That fact is that what defines the tea partyers is not, as they claim, adherence to self-defined and bizarre constitutional principles, or a groundswell of anger at intrusive government. Rather, it is an appeal to the basic and ridiculous American fear of government. So, though they purport to be a bold new populist force in the American polity, the tea partyers are actually a manifestation of a timid old force. And that's a problem. Why?
- Because change is only a slogan for them,
- because Americans don't have the political will to encourage their government to act boldly when necessary, and
- because we shrink from addressing the things that assail us.
And so it is that we aren't likely to get the car out of the ditch anytime soon, Obama's pronouncements notwithstanding.
And yet, while Americans cling to their self-image of intrepidness here in the land of the free and the home of the brave, we keep demonstrating in the privacy of the voting booths that we are anything but. We just don't seem to have the nerve to act, politically, on our innermost beliefs.
Instead of bold adventurers, confronting our demons, we are a nation of the frightened, hoping to somehow turn back the clock as we rail against the only tool that can really help us: political action.
The price we are paying for our cowardice
In the wreckage of lost jobs, there is lost power in the international marketplace.
Alone among the world's economic powers, the United States is suffering through a deep jobs slump -- that can't be explained by the rest of the economy's performance.
The gross domestic product here -- the total value of all goods and services -- has recovered from the recession better than in Britain, Germany, Japan or Russia. Yet it's a greatly shrunken group of American workers, working harder and more efficiently than ever, that is producing these goods and services.

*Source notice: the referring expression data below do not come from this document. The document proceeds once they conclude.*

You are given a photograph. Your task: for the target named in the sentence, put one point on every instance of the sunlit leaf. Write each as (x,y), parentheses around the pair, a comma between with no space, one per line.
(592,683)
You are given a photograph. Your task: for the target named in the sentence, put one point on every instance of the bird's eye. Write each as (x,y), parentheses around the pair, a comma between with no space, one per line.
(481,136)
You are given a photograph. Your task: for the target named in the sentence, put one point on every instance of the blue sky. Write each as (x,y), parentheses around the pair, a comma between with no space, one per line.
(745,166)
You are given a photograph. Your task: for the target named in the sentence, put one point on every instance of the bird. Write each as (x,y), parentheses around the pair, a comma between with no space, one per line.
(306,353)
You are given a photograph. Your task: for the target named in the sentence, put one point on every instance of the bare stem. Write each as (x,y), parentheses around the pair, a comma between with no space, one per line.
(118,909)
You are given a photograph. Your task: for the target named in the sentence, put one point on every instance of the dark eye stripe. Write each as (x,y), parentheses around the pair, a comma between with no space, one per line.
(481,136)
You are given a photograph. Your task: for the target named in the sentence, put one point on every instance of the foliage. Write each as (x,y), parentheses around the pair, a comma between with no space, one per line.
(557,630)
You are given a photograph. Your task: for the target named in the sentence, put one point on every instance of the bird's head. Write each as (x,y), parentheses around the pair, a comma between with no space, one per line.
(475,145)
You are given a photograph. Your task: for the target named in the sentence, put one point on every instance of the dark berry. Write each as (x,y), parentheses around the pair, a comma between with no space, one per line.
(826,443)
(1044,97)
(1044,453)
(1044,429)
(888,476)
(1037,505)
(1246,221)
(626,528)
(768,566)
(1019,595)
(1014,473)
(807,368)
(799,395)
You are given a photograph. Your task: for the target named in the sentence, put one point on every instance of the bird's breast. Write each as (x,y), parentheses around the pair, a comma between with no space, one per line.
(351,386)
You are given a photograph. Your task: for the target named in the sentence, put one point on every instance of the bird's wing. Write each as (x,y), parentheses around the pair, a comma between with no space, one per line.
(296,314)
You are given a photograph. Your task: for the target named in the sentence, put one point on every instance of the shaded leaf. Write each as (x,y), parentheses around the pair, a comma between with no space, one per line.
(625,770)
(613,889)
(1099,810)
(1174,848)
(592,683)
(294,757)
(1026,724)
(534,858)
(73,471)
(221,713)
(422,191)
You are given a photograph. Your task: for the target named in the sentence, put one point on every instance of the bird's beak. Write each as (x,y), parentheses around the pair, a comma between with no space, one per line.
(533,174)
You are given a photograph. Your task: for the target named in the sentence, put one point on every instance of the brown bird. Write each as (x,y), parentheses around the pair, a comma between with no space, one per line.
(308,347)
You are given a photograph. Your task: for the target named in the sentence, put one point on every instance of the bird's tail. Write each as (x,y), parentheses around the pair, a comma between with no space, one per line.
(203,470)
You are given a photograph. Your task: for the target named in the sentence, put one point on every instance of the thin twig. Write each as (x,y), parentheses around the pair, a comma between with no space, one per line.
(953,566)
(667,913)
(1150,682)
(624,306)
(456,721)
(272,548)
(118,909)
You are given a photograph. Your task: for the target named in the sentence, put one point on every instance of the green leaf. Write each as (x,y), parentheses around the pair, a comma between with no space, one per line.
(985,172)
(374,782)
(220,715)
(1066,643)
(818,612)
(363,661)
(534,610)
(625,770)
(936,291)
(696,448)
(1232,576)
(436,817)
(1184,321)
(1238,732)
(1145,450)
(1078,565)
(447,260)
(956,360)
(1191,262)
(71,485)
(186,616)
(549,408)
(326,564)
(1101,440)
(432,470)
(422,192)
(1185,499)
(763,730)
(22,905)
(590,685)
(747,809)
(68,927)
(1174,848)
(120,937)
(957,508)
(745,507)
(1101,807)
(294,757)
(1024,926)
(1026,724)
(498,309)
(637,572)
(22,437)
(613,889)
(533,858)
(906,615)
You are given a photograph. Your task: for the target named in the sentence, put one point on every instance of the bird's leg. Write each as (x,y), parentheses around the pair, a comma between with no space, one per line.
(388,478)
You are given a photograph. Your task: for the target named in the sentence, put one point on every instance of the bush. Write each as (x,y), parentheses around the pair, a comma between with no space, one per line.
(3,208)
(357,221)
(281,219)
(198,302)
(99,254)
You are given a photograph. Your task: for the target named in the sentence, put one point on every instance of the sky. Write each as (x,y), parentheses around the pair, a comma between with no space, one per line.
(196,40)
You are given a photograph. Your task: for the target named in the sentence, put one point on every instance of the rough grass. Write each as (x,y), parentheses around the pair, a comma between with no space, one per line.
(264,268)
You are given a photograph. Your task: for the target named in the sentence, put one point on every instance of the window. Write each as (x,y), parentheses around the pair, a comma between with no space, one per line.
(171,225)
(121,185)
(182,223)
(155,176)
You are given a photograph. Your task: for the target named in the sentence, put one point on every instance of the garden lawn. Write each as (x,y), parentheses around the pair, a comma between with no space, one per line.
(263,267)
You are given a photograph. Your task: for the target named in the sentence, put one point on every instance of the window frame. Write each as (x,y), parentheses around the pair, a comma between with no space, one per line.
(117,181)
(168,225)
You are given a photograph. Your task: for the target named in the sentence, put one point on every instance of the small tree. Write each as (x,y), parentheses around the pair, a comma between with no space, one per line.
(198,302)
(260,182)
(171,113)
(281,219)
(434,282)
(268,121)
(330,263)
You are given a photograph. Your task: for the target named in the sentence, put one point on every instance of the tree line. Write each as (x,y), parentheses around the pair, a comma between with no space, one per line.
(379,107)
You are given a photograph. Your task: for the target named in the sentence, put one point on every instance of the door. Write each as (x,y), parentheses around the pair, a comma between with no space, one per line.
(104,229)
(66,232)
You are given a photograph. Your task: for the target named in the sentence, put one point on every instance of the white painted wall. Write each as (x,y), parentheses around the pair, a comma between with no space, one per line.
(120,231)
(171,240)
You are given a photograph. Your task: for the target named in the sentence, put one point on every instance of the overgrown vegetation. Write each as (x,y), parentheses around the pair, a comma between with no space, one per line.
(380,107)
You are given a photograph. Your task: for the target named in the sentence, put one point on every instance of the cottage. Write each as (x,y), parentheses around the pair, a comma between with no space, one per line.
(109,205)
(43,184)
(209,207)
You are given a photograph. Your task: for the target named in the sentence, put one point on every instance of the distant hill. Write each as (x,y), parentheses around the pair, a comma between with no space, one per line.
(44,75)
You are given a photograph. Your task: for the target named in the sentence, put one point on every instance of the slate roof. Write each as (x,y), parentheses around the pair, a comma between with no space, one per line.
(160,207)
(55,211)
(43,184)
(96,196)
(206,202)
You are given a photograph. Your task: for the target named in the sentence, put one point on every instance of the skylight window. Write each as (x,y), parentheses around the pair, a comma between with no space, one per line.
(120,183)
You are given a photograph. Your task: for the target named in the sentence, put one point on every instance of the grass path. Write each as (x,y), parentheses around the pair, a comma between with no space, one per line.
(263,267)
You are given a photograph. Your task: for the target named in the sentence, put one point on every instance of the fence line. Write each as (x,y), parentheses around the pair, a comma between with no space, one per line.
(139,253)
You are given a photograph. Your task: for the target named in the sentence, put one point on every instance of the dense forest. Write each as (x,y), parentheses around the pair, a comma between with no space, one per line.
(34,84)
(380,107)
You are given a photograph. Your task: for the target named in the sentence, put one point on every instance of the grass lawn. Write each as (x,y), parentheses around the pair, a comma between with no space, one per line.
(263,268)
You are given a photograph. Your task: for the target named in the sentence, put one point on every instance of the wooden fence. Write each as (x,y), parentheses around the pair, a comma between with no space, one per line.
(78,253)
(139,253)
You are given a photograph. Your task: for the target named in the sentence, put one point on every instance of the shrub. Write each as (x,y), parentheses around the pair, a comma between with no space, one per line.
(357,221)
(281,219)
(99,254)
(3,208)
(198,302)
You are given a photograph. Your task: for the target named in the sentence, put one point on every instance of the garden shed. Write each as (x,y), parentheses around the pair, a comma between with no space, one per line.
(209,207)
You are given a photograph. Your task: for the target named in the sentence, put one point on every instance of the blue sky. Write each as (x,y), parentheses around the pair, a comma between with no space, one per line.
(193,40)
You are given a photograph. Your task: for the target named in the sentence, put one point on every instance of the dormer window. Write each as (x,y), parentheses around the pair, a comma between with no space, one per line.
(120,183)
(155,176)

Which means that our unemployment rate is higher than in Britain or Russia and much higher than in Germany or Japan, according to a study of worldwide job markets that the Gallup organization recently released. The American jobless rate is also now higher even than China's, Gallup found. The only European countries with worse unemployment than the United States tend to be those still mired in crisis, like Greece, Ireland and Spain.